For the last three weeks it has rained. For the last week monsoon weather.
There have been days during the last week when it has started to rain late at night, early hours of the morning, it is then continuous heavy rain most of the day. It was like it one day last week, it was like it Sunday.
On the days when it rains it is cold, the temperature drops to 7 C. Then we get sunny days, sunny days with cloud.
That is how it was Tuesday of last week. I took the train down to Liphook, where I had pub lunch with Canon Andrew White, his wife and three of his colleagues. The train passed through wooded countryside, a green haze as I looked into the woods, the trees were coming into leaf, little patches of primrose, a fox basking in the sun.
On my way back, I could have stopped off in Guildford, but I was tired. When I got home, I enjoyed the sun in my garden.
And yet the day before was cold and wet, only 7 C.
Friday was a lovely sunny day, I went to Guildford for the day.
The River Wey was high, muddy and flowing very fast. Riverside properties were flooded at ground level.
Saturday was cold and wet, only 7 C.
Sunday very heavy rain from late Saturday night until it finally eased off mid-afternoon. It was not though cold.
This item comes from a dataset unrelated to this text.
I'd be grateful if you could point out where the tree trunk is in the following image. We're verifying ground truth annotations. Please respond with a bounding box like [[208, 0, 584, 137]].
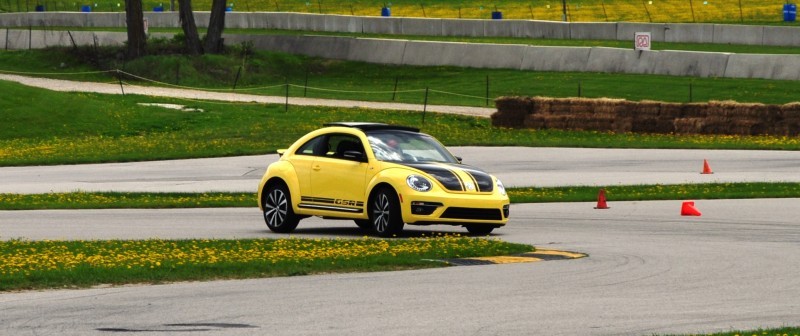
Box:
[[205, 0, 225, 54], [178, 0, 203, 56], [125, 0, 147, 59]]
The wettest drought. April 2012 the wettest April since records began in 1910, and April is not yet over.
Today, Monday, a lovely warm sunny day, 18 C.
I have made the most of it. I have been working in the garden. The lawns mowed, the grass has not been cut for a week.
The compost heap rebuilt. The blackbirds and robins had all but demolished it in their search for compost worms.
An area cleared of weeds, the ground forked. This has been cleared for sweetcorn. Some of the weeds have been piled on top of the compost heap. Maybe this will deter the blackbirds and robins.
I really need to build a new compost heap, but until I clear the old one, nowhere to build it.
My peas are a coupé of inches high, broad beans about an inch high.
The bluebells in the woodland area at the bottom of the garden are beginning to come into flower. The patch by the house have been in flower for a couple of weeks.
The grass clearing in the woodland area is carpeted with cowslips in flower.